Communication et injonction à l’administration pénitentiaire. Lorsque la requête est jugée fondée, le juge fait connaitre à l’administration pénitentiaire, dans un délai de dix jours à compter de la décision de recevabilité, les conditions qu’il estime contraires à la dignité de la personne humaine. Il fixe un délai compris entre dix jours et un mois au terme duquel il devra être mis fin, par tout moyen, à ces conditions.

Action de l’administration pénitentiaire. C’est l’administration pénitentiaire qui sera seule compétente pour apprécier les moyens propres à faire cesser ces conditions de détention. Elle peut notamment transférer l’intéressé dans un autre établissement, sous réserve, s’il s’agit d’un prévenu de l’accord du magistrat saisi du dossier de la procédure.

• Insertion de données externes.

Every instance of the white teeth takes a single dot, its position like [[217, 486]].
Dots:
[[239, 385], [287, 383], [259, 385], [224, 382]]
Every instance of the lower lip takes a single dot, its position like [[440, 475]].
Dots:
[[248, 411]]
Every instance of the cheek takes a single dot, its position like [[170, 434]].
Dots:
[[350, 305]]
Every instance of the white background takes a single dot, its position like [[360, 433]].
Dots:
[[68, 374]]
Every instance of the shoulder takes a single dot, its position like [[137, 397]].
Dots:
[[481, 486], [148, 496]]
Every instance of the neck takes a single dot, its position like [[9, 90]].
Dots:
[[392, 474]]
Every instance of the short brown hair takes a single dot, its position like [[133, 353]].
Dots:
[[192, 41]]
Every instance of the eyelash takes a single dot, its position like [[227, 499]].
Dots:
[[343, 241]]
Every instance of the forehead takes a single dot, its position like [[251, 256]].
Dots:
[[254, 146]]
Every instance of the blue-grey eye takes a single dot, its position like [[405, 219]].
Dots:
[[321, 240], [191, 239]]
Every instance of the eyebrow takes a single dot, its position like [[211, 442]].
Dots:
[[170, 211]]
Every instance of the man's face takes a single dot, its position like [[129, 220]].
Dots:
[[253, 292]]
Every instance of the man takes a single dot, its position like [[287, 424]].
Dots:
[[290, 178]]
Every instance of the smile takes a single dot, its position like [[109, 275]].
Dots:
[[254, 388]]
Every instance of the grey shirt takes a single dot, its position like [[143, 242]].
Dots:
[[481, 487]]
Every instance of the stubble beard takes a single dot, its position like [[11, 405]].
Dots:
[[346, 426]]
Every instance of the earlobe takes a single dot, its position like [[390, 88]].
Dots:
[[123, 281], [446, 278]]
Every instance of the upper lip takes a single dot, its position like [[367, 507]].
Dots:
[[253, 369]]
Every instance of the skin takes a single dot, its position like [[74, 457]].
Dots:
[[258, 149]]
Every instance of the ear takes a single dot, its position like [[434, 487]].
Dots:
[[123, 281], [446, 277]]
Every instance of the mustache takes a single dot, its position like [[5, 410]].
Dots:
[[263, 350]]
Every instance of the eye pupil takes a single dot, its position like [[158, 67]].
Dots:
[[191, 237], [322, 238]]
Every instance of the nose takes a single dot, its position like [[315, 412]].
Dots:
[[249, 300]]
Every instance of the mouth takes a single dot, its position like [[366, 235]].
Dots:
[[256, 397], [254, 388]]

Au terme du délai imparti, si le juge considère qu’il n’a pas été mis fin aux conditions indignes de détention, il rend, dans un délai de dix jours une décision ordonnant :

soit le transfèrement de la personne dans un autre établissement ;

soit, si la personne est en détention provisoire, sa mise en liberté immédiate, le cas échéant sous contrôle judiciaire ou assignation à résidence avec surveillance électronique ;

soit, si la personne est définitivement condamnée et éligible à une telle mesure, l’une des mesures prévues au III de l’article 707 du Code de procédure pénale (semi-liberté, placement à l’extérieur, détention à domicile sous surveillance électronique, libération conditionnelle, libération sous contrainte).

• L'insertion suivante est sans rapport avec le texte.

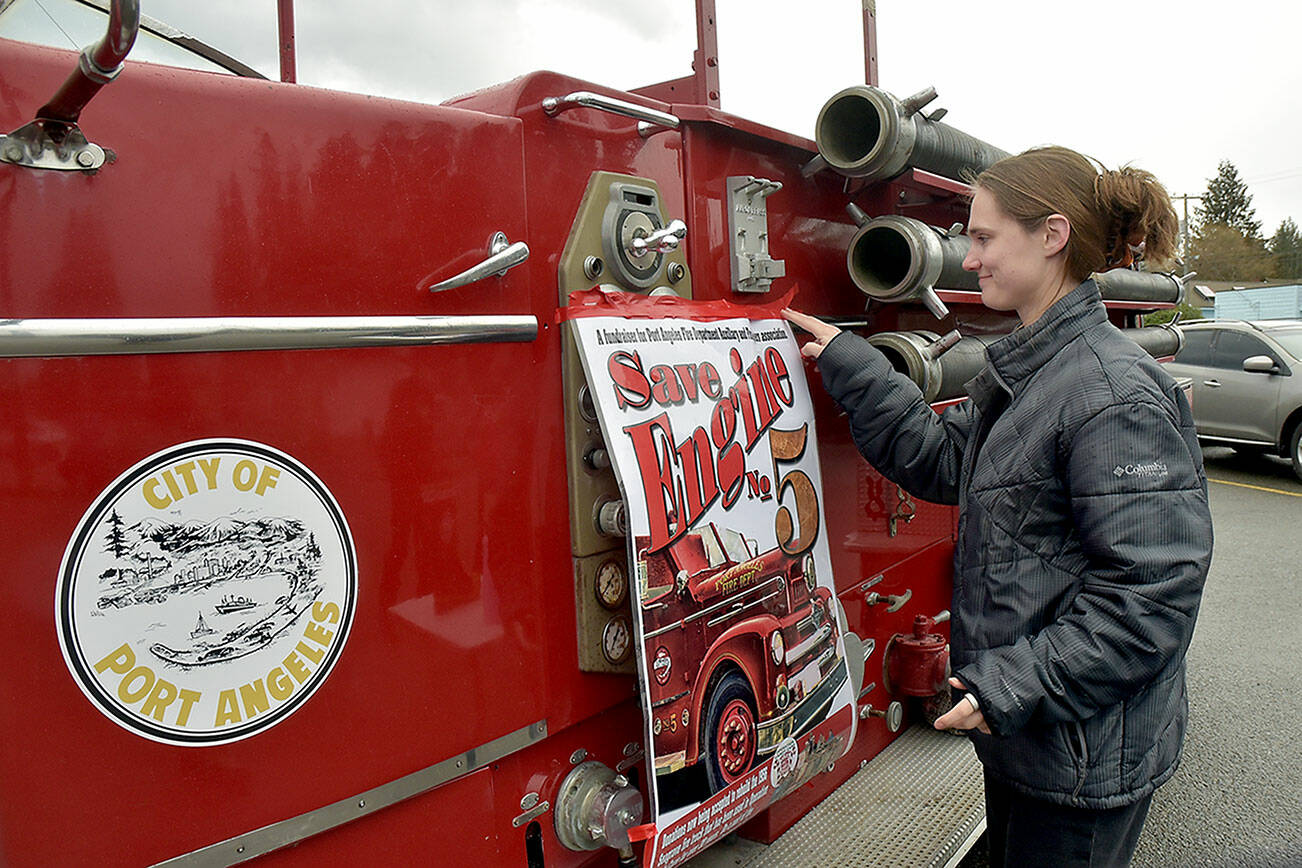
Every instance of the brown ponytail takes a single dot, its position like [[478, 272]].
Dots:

Lorsque l’administration pénitentiaire a proposé un transfèrement à une personne détenue provisoirement et que celle-ci a refusé, pour d’autres raisons, eu égard au lieu de résidence de sa famille, qu’une atteinte excessive au droit au respect de sa vie privée et familiale, le juge peut refuser de rendre l’une des décisions ci-dessus énoncées. 

 

Dans le cadre de ce nouveau recours, le détenu peut être assisté de son avocat. Toutes les décisions prévues par l’article 803-8 du Code de procédure pénale doivent être motivées.

 

La décision de recevabilité de la requête, celle reconnaissant la requête fondée et celle prise en conséquence de l’insuffisante action de l’administration pénitentiaire peuvent faire l’objet d’un appel devant le président de la chambre de l’instruction ou devant le président de la chambre de l’application des peines de la cour d’appel. L’appel doit être interjeté dans un délai de dix jours à compter de la notification de la décision attaquée. L’affaire doit être examinée dans un délai de quinze jours.

 

 

20 octobre 2021

La Cour de cassation expose les conditions d’application de la loi

 

 

La faculté générale d’invoquer des conditions indignes de détention devant le juge en charge de la détention provisoire ouverte par la Cour de cassation en 2020 n’a plus lieu d’être, puisque le législateur a créé en 2021 une procédure de recours spécifique devant le Juge des libertés et de la détention.

 

- Pour les demandes présentées avant le 1er octobre 2021 : la jurisprudence de la Cour de cassation du 8 juillet 2020 reste cependant applicable ;

 

- Pour les demandes présentées à compter du 1er octobre 2021 : les personnes détenues doivent présenter un recours devant le Juge des libertés et de la détention dans les conditions prévues par la loi du 8 avril 2021.

 

La Cour de cassation précise qu’elle pourra, le cas échéant, être amenée à contrôler l’effectivité du nouveau recours, au regard des exigences de la Convention européenne de sauvegarde des droits de l’homme et des libertés fondamentales.

 

Dans l’affaire présente, antérieure au 1er octobre 2021, la Cour de cassation casse la décision de la chambre de l'instruction qui a prolongé la détention provisoire d'un détenu sans apprécier le caractère précis, crédible et actuel de ses allégations, alors qu'il évoquait un espace personnel réduit, dans une cellule partagée avec d'autres détenus, la présence de cafards et de punaises de lit et un accès très limité à des douches non chauffées et sans intimité. La Chambre de l’instruction sera amenée à se prononcer à nouveau.